FT DX 9000D: 受信 f 特の改善

Dx9000_rx_improved

『無線機』にオーディオ並のf特を求める、メーカー泣かせの大魔王。
今年は、Rx段にも手を加えました。
上のチャートは、現在の当方が使用している9000Dのf 特です。
正規のノイズジェネレータを使ったものではなく、受信ホワイトノイズをソースとして測定したものなので(2000 samplings)、ちょっといい加減ですが、それでも50Hz~4.9kHzの領域に於いてほぼフラットな特性を維持しています。

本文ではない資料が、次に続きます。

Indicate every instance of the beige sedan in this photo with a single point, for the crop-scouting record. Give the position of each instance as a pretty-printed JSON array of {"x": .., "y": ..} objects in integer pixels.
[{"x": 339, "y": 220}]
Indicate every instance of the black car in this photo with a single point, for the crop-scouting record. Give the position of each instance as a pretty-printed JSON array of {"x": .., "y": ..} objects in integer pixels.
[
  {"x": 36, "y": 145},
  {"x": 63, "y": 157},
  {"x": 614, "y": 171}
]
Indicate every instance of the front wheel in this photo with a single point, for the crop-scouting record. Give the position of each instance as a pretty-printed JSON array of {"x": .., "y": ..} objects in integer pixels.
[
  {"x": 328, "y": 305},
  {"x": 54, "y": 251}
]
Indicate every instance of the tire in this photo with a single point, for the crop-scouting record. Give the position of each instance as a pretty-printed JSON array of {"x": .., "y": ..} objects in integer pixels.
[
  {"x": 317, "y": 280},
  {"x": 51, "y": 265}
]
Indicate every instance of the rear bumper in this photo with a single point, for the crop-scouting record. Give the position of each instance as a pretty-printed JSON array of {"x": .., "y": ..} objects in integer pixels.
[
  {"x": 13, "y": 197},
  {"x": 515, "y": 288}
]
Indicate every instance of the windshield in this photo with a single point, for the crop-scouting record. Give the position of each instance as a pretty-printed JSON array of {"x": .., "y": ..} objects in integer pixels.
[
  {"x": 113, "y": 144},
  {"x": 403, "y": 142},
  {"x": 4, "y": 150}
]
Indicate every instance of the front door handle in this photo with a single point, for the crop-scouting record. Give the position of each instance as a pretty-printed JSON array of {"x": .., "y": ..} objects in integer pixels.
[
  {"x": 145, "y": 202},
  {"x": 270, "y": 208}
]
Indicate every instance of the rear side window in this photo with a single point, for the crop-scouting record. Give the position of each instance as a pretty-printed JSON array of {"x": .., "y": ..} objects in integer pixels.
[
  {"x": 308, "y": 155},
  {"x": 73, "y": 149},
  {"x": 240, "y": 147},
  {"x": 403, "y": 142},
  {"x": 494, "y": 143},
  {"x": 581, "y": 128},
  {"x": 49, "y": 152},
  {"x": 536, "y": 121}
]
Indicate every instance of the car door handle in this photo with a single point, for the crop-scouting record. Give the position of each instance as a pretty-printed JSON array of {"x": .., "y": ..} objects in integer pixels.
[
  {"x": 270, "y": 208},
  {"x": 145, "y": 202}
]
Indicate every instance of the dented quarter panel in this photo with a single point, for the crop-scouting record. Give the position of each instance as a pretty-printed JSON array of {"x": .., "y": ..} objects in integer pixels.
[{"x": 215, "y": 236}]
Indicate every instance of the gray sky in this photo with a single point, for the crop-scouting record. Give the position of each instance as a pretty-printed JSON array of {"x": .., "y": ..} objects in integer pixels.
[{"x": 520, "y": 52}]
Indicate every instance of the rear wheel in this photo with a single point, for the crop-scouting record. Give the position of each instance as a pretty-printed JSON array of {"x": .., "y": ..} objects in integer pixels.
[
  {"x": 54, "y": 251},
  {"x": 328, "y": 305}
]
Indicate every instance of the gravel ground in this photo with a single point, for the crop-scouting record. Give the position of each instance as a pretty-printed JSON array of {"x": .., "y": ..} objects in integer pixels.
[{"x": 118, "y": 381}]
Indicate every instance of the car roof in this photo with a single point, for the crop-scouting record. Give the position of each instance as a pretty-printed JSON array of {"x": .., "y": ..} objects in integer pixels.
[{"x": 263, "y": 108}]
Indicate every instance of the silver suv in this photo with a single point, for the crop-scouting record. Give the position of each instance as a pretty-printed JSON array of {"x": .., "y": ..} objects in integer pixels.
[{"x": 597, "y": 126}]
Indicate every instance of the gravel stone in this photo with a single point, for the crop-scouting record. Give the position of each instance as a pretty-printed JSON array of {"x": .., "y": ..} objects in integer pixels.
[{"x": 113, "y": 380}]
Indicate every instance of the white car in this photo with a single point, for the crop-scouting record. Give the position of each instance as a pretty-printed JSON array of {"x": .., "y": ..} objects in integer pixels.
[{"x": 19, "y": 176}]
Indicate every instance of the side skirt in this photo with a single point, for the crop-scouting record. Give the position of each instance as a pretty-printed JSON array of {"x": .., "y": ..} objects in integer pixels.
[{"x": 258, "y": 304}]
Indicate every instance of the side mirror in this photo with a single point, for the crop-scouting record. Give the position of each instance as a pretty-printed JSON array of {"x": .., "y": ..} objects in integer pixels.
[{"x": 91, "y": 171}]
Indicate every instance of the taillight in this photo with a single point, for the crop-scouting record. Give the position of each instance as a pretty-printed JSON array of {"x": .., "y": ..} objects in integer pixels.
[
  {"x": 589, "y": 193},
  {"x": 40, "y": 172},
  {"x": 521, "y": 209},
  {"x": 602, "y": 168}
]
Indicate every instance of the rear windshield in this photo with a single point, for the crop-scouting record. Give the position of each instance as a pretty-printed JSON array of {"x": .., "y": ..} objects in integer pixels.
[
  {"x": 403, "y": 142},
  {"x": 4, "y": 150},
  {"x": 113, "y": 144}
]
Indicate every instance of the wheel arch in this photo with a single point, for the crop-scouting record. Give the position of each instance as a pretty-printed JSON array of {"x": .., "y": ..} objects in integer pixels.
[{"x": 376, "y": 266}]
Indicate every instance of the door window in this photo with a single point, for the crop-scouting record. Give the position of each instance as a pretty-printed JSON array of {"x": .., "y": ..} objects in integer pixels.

特に、SSBで実際に使用される音域70Hz(声の低い人の基本周波数)~3kHz(電波法上の上限)に限ってその特性を眺めてみると、ほぼ一直線。
うふっ♡  この特性が欲しかったんです。 理屈的には、相手が送信している周波数特性を、ほぼ忠実に再現できる事になりますのでね。
勿論、無線機内で位相歪みや、振幅歪みは当然発生するわけですから、全てに於いて忠実とは言えないにしても、一応、精神衛生上この特性は以前から欲しかったもので、遂にそれが今年実現しました。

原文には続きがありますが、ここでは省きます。